Le nouveau JDD et la récupération des Enzo...

par Sylvain Rakotoarison
mercredi 9 août 2023

« La clientèle trumpienne française, que convoitent les médias Bolloré, réclame du mensonge. C'est son fortifiant, c'est plein de vitamines. Et pas du petit mensonge subreptice, du mensonge de rencontre, au coin d'un bois. Du beau mensonge éhonté, du mensonge haut de gamme fier de lui-même, en pleine lumière, qui relève la tête et qui, dénoncé, dénonce lui-même ses dénonciateurs. » (Daniel Schneidermann, le 7 août 2023).
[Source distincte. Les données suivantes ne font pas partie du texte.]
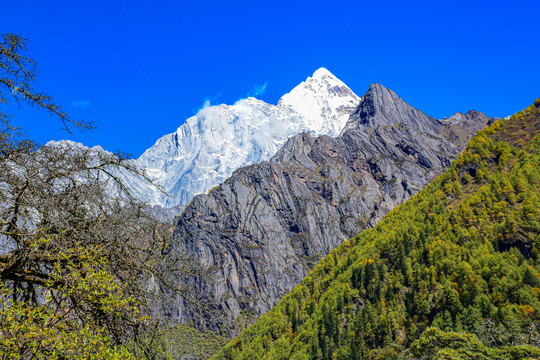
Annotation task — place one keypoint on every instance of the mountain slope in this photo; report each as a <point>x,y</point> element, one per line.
<point>463,255</point>
<point>260,232</point>
<point>209,146</point>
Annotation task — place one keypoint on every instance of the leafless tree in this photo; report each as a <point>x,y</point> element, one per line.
<point>64,208</point>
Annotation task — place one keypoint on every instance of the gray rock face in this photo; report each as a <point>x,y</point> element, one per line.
<point>262,230</point>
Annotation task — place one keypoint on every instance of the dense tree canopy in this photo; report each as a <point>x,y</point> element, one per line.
<point>462,255</point>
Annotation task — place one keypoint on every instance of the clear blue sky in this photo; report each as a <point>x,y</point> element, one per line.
<point>138,69</point>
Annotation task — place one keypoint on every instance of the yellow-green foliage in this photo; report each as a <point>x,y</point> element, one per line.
<point>185,341</point>
<point>47,330</point>
<point>462,255</point>
<point>440,345</point>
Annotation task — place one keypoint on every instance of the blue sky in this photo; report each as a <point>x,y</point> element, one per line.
<point>138,69</point>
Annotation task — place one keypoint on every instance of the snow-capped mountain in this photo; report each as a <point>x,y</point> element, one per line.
<point>209,146</point>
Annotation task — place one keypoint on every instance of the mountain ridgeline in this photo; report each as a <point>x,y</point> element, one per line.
<point>209,146</point>
<point>462,255</point>
<point>260,232</point>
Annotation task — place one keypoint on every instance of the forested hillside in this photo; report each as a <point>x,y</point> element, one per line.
<point>461,256</point>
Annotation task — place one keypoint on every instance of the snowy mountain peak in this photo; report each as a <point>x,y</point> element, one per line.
<point>324,97</point>
<point>209,146</point>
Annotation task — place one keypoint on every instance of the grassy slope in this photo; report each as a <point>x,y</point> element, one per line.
<point>461,255</point>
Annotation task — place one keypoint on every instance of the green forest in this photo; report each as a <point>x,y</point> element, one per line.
<point>453,273</point>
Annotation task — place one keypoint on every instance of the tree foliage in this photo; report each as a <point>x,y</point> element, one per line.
<point>460,256</point>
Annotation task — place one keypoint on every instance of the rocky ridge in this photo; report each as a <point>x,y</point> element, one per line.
<point>263,229</point>
<point>209,146</point>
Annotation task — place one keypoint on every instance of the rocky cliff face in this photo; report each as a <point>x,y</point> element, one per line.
<point>262,230</point>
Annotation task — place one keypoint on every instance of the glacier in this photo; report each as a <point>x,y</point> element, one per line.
<point>208,147</point>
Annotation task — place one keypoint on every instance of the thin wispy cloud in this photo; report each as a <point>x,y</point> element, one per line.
<point>83,104</point>
<point>207,102</point>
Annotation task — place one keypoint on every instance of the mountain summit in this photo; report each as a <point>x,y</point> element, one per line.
<point>263,229</point>
<point>209,146</point>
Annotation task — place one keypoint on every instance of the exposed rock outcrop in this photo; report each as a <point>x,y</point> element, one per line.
<point>262,230</point>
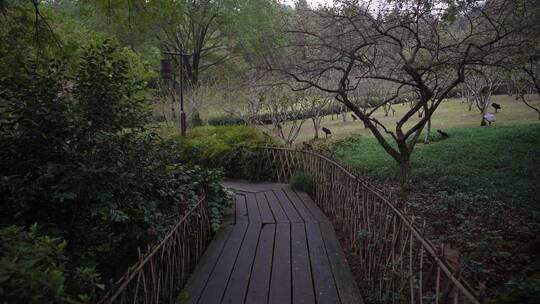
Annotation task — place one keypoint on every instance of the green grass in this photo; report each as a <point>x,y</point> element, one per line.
<point>452,113</point>
<point>477,189</point>
<point>501,162</point>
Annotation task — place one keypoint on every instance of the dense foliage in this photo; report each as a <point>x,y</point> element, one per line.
<point>478,190</point>
<point>75,158</point>
<point>224,147</point>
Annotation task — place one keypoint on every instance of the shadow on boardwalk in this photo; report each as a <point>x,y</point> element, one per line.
<point>275,247</point>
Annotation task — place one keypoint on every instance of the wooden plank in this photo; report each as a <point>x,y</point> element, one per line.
<point>239,280</point>
<point>323,279</point>
<point>280,283</point>
<point>277,210</point>
<point>302,283</point>
<point>264,208</point>
<point>260,275</point>
<point>299,205</point>
<point>315,211</point>
<point>241,215</point>
<point>253,209</point>
<point>250,187</point>
<point>345,283</point>
<point>287,206</point>
<point>197,281</point>
<point>215,287</point>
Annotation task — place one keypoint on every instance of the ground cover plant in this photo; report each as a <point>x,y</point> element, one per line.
<point>222,147</point>
<point>477,190</point>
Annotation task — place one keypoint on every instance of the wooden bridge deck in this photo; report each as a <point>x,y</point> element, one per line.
<point>276,247</point>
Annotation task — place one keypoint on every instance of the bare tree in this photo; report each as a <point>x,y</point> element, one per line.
<point>314,103</point>
<point>524,86</point>
<point>412,44</point>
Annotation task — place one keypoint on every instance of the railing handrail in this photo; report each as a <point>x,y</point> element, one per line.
<point>428,246</point>
<point>132,271</point>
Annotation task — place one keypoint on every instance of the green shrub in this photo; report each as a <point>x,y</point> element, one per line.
<point>225,120</point>
<point>196,120</point>
<point>302,181</point>
<point>222,147</point>
<point>75,158</point>
<point>32,269</point>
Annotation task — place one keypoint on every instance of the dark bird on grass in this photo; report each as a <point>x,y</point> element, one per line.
<point>496,106</point>
<point>326,131</point>
<point>443,134</point>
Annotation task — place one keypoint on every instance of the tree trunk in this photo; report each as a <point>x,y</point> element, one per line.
<point>405,168</point>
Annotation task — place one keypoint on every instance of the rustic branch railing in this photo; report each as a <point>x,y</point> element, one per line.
<point>160,274</point>
<point>397,263</point>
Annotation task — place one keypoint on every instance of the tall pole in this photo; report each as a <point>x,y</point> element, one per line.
<point>183,125</point>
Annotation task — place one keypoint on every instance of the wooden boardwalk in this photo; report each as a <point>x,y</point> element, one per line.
<point>275,247</point>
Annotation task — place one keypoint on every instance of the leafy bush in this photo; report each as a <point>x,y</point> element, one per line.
<point>75,158</point>
<point>302,181</point>
<point>212,146</point>
<point>32,267</point>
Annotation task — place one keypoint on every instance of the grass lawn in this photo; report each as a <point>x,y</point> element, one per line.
<point>450,114</point>
<point>502,162</point>
<point>478,189</point>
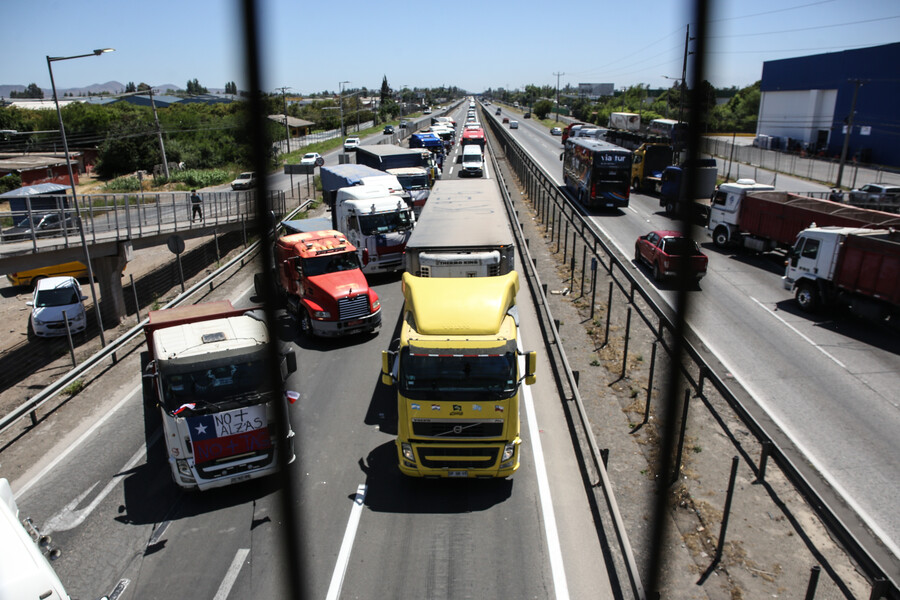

Après un mois et demi d'une grève historique, le premier numéro du nouveau "Journal du dimanche", c'est-à-dire celui dont la rédaction (dont les deux tiers ont démissionné) est désormais dirigée par Geoffroy Lejeune, publié ce 6 août 2023 (le numéro 3995), a fait fort dans l'incompétence et le manquement à la déontologie. Au-delà de la désinformation de fond (par exemple, un démenti de Sibyle Veil, présidente de Radio France, à propos de l'éviction de Patrick Cohen de France Info), les erreurs et coquilles sont multiples dans ces trente-deux pages faites dans la précipitation par une équipe réduite. Cela donne un aperçu de ce que le JDD est devenu.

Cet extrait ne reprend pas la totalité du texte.